Fears are growing for the future of a popular restaurant chain after it closed dozens of its branches.
Shari’s, known for its award-winning pizzas, once operated about 100 restaurants in the Pacific Northwest, California and Idaho, but that number has now dropped to 60.
The closures, including seven in the past five months, come amid reports of unpaid bills, large back taxes and even eviction notices at some of its locations.
The chain’s position appears increasingly uncertain as it faces legal battles in Washington, Oregon and Idaho.
The family-style restaurant chain, first opened in 1978, owes the Washington State Department of Revenue nearly $1.3 million in back taxes.
Shari’s has closed more than 40 branches due to unpaid taxes, rent and other bills
The state issued three tax payment orders between October and December of last year.
There are also at least 11 debt collection cases filed against the company in the state since 2020.

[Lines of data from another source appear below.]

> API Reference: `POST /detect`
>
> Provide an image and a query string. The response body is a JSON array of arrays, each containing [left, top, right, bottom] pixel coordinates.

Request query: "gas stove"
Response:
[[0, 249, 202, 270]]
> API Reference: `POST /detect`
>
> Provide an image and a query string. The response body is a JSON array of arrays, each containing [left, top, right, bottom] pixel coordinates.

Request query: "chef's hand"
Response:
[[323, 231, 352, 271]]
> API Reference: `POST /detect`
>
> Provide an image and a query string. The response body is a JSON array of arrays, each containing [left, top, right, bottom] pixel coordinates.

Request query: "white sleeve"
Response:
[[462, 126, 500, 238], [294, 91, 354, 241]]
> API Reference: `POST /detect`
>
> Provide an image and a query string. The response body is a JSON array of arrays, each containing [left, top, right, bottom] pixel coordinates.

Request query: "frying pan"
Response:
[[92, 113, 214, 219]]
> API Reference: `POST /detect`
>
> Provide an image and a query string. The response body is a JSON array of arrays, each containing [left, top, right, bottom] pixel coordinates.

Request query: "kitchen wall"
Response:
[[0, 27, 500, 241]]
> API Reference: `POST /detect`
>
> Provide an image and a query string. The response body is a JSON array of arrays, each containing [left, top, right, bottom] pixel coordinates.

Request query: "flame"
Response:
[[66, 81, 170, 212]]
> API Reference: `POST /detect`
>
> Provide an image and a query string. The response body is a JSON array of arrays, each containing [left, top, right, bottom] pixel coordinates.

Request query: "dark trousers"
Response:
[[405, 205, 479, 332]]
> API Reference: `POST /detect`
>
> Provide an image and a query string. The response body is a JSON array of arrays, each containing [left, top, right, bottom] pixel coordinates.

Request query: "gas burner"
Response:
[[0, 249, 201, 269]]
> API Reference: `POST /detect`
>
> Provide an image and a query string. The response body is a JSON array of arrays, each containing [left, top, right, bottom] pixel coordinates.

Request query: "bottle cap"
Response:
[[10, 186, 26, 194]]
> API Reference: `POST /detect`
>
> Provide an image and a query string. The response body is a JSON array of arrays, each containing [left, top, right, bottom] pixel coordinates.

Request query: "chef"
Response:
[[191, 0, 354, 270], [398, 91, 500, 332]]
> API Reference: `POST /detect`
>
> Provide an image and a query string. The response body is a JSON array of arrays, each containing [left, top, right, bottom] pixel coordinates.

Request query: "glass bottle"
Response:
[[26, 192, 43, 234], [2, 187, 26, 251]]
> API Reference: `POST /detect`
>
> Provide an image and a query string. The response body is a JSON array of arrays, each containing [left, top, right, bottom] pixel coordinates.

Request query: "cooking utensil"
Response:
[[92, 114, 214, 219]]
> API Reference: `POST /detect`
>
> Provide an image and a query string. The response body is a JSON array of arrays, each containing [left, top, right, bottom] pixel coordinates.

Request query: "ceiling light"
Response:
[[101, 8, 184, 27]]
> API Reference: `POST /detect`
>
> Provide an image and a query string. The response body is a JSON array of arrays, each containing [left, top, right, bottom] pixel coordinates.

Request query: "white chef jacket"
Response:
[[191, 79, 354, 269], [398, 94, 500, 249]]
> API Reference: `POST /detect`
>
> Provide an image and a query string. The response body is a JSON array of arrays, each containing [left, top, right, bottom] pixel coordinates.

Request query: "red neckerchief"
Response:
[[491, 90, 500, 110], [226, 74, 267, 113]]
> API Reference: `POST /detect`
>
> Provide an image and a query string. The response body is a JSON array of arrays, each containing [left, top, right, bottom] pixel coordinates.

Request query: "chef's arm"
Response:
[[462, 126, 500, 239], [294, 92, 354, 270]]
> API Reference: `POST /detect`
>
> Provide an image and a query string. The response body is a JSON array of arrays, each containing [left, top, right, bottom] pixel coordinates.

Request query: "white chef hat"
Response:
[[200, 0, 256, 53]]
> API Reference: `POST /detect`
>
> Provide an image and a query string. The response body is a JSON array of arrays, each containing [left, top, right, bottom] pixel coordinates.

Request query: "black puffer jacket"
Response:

In addition, Shari’s owes Idaho about $220,000 in back taxes and the State Tax Commission has placed six liens against its management company.
In addition to this, two landlords filed eviction notices after failing to pay rent.
A Kitsap County, Washington, landlord is owed more than $150,000 in unpaid rent.
Shari also reportedly owes six-figure sums to other businesses, including construction, plumbing and marketing services companies.
Sarah Thomas, president of Charlton Marketing, told local news that the chain owes its advertising agency more than $100,000 in unpaid invoices.
“I had to lay off staff. I had to take a hard look at my bottom line,” Thomas told KGW 8.
“For Shari, I don’t know how much money that means, but for us it means a lot.”
Retail experts say the branch closures are not surprising.
“Full-service concepts have had a hard time raising money,” said Aaron Allen, founder of global restaurant consultancy Aaron Allen & Associates. The News Tribune newspaper.
Allen said rising costs of labor, food and rent since the pandemic have left chains struggling.
“All three have grown at a faster rate than they are able to increase their menu prices,” he said.
While Allen doesn’t expect the chain to close its remaining stores immediately, he could foresee a possible “slow withdrawal from the retail landscape.”
Shari’s is known for its award-winning pies and home-style cooking.
The family-friendly restaurant has closed about 40 locations in recent years.
Shari’s is the latest restaurant chain to struggle with rising operating costs and inflation-weary customers dining out less often.
Mediterranean chain Roti filed for Chapter 11 bankruptcy protection last month.
Most recently, popular Italian restaurant chain Buca di Beppo closed 13 of its underperforming locations and filed for bankruptcy.
Red Lobster is one of the largest chains to have seen its share of troubles, filing for bankruptcy in May and closing nearly 100 restaurants.
Just one month later, Mexican chain Rubio’s closed 48 branches in the state and also declared bankruptcy.
BurgerFi, which markets itself as an upmarket McDonald’s, sparked fears of mass closures after warning in August that it might shut down.
Hooters has also closed dozens of its restaurants in recent months, blaming rising rent and food costs.